Condities voor het programmeren:
Voor u de sleutels kunt programmeren, moet u eerst fouten in het immobilizer-systeem herstellen en de foutcodes wissen.
Voor het programmeren moeten alle sleutels, oude en nieuwe, beschikbaar zijn. Alle sleutels moeten opnieuw geprogrammeerd worden.
Voor het programmeren moet een beveiligingscode worden ingevoerd (figuur 1). U vindt de geldige code bij de andere codes in het Autopaspoort (figuur 2).

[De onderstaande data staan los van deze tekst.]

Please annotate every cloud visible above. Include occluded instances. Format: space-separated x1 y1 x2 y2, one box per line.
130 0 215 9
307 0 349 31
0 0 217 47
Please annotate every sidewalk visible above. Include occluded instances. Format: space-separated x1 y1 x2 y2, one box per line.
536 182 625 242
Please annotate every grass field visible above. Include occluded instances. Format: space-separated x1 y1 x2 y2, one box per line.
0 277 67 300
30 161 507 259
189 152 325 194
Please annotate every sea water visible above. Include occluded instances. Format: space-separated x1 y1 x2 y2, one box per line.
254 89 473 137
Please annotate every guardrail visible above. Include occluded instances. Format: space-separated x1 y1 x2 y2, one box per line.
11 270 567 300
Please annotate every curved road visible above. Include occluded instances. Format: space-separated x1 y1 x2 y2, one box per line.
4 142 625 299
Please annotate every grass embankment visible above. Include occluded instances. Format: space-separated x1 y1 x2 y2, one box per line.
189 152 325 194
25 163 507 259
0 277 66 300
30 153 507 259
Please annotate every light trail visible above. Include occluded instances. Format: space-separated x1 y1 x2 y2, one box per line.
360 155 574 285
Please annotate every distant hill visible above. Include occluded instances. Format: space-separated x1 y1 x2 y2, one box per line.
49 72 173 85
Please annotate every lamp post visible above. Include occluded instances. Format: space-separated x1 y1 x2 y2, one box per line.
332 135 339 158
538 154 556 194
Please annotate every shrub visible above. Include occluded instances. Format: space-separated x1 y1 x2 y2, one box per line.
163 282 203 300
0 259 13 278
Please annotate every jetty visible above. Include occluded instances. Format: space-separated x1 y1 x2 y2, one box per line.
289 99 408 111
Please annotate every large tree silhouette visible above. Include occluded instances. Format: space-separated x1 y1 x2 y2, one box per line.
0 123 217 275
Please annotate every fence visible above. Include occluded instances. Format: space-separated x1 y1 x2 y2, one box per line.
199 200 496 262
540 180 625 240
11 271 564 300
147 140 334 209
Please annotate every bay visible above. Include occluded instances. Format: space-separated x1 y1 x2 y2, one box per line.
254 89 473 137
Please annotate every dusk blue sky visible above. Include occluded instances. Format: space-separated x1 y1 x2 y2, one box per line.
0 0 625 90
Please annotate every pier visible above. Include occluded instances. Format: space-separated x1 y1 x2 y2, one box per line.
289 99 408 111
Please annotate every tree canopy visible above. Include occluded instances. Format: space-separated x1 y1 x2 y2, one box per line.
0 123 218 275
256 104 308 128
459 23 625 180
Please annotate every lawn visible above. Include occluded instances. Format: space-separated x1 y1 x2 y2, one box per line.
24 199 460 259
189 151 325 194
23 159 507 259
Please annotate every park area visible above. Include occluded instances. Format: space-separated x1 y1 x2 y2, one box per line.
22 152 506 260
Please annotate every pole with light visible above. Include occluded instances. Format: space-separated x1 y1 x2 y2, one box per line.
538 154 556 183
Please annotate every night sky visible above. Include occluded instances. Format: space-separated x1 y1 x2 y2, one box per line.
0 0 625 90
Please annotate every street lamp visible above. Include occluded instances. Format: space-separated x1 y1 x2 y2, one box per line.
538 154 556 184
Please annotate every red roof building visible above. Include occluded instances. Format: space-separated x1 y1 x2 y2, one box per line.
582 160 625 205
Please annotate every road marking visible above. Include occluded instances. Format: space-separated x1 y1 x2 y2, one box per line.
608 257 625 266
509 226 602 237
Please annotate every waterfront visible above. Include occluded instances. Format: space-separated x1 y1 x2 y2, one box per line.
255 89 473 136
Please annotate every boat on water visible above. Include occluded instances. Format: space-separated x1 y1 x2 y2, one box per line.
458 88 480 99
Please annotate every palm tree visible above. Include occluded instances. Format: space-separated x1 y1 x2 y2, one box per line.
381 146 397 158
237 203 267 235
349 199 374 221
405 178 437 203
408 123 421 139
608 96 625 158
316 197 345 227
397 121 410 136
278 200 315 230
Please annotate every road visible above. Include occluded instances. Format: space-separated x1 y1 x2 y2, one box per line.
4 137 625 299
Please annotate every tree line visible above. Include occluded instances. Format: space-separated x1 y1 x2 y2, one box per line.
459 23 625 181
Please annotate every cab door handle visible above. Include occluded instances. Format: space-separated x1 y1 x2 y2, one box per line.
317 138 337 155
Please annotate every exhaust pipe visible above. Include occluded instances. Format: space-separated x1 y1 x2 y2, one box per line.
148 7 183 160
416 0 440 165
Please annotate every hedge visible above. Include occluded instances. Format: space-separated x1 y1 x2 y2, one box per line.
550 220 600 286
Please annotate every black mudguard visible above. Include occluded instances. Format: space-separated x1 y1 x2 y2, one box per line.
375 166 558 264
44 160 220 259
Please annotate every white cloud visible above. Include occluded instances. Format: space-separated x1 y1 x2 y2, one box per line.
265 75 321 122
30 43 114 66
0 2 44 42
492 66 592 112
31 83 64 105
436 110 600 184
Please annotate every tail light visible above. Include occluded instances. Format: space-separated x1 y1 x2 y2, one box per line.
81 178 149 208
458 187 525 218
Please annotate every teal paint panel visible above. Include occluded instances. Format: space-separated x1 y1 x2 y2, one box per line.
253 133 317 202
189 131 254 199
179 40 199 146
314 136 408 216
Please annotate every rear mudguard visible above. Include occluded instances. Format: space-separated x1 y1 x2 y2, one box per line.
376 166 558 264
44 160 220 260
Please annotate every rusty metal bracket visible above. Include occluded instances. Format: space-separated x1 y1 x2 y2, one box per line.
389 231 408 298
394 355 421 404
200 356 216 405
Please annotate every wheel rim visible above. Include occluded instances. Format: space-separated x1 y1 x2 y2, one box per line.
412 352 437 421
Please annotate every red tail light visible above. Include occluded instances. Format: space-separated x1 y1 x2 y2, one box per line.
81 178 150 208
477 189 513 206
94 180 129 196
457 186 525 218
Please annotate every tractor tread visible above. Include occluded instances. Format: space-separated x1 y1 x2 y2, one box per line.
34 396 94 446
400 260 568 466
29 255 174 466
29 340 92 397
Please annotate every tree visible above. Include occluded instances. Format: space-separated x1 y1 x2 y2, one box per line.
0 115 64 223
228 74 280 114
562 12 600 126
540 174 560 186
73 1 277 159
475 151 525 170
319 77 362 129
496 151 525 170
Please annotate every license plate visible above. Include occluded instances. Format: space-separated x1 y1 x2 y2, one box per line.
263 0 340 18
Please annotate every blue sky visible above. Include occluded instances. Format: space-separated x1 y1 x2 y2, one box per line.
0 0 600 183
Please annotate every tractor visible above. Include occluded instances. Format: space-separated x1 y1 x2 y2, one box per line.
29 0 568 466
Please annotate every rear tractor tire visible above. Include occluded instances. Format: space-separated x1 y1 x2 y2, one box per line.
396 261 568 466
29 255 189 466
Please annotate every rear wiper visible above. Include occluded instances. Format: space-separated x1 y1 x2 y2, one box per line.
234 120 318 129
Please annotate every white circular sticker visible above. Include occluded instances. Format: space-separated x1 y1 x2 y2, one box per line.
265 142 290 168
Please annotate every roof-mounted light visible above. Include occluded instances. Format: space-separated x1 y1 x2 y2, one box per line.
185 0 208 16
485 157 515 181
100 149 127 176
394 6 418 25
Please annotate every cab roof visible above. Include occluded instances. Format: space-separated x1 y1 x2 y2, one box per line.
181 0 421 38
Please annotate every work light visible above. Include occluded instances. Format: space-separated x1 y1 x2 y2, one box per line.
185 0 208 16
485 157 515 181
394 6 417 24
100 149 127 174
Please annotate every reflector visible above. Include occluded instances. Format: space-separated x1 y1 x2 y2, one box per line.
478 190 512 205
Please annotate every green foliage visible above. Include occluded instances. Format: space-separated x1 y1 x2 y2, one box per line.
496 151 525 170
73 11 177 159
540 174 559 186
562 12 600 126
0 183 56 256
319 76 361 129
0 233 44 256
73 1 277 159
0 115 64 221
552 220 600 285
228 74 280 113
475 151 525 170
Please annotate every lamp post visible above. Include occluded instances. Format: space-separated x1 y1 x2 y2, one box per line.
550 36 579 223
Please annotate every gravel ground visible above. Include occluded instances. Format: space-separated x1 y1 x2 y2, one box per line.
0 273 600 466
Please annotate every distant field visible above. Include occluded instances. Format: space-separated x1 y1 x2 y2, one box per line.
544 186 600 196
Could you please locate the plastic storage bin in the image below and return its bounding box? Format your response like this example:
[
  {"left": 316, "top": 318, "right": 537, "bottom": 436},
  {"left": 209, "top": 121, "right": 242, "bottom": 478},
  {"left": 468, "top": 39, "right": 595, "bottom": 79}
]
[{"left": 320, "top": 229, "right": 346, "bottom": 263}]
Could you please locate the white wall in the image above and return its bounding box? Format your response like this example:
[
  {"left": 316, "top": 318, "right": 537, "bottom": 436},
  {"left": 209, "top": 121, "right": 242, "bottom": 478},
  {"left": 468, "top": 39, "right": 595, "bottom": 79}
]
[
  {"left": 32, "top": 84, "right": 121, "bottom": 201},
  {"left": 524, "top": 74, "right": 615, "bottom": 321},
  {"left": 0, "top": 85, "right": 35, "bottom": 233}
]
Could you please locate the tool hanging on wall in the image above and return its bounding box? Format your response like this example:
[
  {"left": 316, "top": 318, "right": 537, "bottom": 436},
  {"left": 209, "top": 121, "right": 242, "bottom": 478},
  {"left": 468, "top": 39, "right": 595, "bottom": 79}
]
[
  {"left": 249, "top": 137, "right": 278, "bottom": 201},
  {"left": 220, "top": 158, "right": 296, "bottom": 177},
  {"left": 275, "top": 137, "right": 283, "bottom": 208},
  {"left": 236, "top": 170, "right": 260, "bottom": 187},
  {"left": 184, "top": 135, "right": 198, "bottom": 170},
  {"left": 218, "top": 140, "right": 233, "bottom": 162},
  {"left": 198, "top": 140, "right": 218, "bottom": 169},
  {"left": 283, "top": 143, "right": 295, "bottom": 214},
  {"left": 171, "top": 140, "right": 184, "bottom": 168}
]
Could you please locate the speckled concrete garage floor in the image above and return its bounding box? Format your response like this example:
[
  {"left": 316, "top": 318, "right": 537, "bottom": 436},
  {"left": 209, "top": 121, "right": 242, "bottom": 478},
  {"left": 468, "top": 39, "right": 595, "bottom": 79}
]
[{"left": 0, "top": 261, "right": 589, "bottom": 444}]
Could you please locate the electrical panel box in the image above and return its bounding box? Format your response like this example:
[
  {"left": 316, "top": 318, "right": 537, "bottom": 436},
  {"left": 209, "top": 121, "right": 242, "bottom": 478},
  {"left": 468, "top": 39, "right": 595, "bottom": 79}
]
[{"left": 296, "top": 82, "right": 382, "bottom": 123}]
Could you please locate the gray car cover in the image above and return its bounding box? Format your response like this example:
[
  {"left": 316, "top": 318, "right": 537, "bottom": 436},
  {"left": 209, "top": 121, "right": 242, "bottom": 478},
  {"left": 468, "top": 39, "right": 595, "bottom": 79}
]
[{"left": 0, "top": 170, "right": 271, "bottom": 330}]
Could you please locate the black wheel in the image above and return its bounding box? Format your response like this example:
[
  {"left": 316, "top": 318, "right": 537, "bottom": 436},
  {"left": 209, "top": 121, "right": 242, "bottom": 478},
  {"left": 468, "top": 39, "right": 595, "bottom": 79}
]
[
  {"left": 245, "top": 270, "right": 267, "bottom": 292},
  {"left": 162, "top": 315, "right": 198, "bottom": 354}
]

De beveiligingscode beschermt uw auto tegen onbevoegd gebruik.
Figuur 1 | Figuur 2 |
Programmeren:
Voer de beveiligingscode in (XXXX), en druk op OK.
“Sleutels wissen”.
Verlaat de diagnosefunctie.
Steek de sleutel die u gaat programmeren in de contact.
Zet het contact aan en ga weer naar de diagnose, kies dan “programmeren sleutels”.
Herhaal stap 4 en 5 tot alle sleutels zijn geprogrammeerd.
Als de code drie of meer keren onjuist wordt ingevoerd, treedt een wachtperiode in (zie de datalijst). Tijdens deze wachtperiode kan geen code worden ingevoerd. Na elke volgende onjuiste invoer wordt de wachtperiode verdubbeld.
Na vervanging of onjuiste programmering van de immobiliser-controle-eenheid, moet deze opnieuw worden geprogrammeerd voordat u de sleutels kunt programmeren.
Programmeren is niet mogelijk bij een lage accuspanning.